1. USA Today, AP and others give statistics gleaned from the 2000 Census about adoptive families. Among the findings: There are 1.6 million adopted kids in the U.S., about 2.5% of all children; 13% are adopted from other countries, of which Korea is #1. I remember that some adoptive parents complained about having to give out that information when the Census was circulating, but it's kind of nice to have the stats now.

2. I don't know what part of this USA Today story on "Captain Underpants" author Dav Pilkey makes me like him more: the fact that he struggled with ADHD and dyslexia as a kid and succeeded as an author as much because of as in spite of them; or the fact that he and Cynthia Rylant, probably my favorite children's author, are "sweethearts."

3. Two stories of dramatically different approaches to dealing with autism: one mom who brought her autistic 8-year-old son to be prayed over in an exorcism attempt that resulted in the boy's death; and another mom who camped out in front of a new Krispy Kreme store for 13 days so that her autistic son, who's 12 and obsessed with the donuts, could cut the ribbon for the store opening.

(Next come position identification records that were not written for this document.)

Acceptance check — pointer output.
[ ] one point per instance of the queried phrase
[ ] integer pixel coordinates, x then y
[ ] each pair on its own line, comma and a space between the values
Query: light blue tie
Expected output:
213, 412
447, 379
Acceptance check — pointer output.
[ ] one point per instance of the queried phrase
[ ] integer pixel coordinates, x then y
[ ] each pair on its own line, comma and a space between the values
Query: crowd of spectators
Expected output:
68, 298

4. A 9-year-old girl left home alone with her 4-year-old cousin loaded him in her mother's SUV and went for a little joyride. She could barely see over the steering wheel, but managed to weave down a busy street, turn into a parking lot, hit several cars and finally strike a pedestrian. My kids to play at sitting in the driver's seat sometimes, and I've let them start the car a time or two, but maybe I should stress again that actually putting it in gear and leaving the driveway is out of the question. Car insurance is expensive enough without covering 9-year-olds.

5. This bingo game for business meetings makes me think that somebody should be putting one together for IEP meetings. I've sure wanted to yell the victory word suggested a time or two in one of those get-togethers.